Last night, I was able to talk to Rachel and Jaclyn from the team that’s here. It was really nice. We talked about random stuff and then it got into deeper conversations. I really liked it because I haven’t had a deep talk with anyone since before I left to come here. Everyone needs someone to pour their heart out to every once in a while. I usually pour mine out to my mom and Rhea every night before bed so being here and not being able to talk to people about deep stuff has been difficult, but it has taught me more to talk to God. He’s just as present as anyone else if not more present. And He wants to hear everything I have to say no matter how stupid and trivial it may be. That has been on eof the biggest lessons I have learned and it has really grown my relationship with God, I think. I have had to turn to God and talk to Him because there has been no one else, but it’s not a have to anymore.
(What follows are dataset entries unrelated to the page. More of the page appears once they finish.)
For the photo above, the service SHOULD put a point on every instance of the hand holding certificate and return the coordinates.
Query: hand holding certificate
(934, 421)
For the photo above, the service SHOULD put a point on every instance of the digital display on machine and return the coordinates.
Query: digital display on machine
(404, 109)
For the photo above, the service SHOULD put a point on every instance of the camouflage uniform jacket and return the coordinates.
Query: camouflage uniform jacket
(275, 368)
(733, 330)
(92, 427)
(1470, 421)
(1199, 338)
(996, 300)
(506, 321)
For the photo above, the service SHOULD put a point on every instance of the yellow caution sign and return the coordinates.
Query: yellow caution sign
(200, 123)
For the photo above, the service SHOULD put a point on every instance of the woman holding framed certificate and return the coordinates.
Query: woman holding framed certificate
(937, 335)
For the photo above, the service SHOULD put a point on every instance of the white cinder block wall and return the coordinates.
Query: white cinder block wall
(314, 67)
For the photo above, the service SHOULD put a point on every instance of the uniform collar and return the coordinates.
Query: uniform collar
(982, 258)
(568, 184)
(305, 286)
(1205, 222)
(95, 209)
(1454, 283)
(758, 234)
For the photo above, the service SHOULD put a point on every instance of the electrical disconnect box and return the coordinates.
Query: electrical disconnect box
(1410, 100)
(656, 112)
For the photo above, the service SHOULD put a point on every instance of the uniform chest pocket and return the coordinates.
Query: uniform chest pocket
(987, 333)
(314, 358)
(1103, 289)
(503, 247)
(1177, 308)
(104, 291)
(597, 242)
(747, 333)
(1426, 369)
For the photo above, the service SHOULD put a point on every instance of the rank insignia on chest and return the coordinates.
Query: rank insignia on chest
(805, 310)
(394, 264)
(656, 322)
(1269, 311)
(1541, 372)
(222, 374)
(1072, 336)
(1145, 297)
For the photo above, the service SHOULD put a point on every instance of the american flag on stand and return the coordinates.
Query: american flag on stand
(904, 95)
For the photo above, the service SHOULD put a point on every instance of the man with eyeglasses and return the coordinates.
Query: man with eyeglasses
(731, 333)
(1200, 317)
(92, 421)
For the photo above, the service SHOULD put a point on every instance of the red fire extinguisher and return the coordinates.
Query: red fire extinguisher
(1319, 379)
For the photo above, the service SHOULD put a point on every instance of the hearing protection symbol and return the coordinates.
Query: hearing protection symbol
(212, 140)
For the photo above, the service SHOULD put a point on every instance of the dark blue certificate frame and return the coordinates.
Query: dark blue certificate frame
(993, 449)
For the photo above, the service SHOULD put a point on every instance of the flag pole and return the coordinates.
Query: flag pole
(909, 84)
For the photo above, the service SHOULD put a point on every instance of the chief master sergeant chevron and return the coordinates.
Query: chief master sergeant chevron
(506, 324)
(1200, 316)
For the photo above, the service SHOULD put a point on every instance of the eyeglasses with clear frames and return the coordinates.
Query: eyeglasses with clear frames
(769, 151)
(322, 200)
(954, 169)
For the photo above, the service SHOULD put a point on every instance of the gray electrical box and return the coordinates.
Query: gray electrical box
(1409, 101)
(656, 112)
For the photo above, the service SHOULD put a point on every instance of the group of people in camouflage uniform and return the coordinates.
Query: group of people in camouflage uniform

It’s an I-want-to-talk-to-Him sort of thing now. I want to tell God all that’s on my heart and all that’s going through my mind. If that’s the one thing I learn here, I’ll be just fine with that.
Today, we went to the beach all day. I didn’t get burnt at all which is good. I tried really hard not to (just for you Johnny, I know you worry about that). I had a good time but I’m exhausted. That’s all for updates. Eleven more days. I’m excited, but I think it’s going to be really tough to leave this place. I’m so acclimated to this culture and environment so if I cry when I’m back home for the first couple days, don’t mind me, I’ll be fine.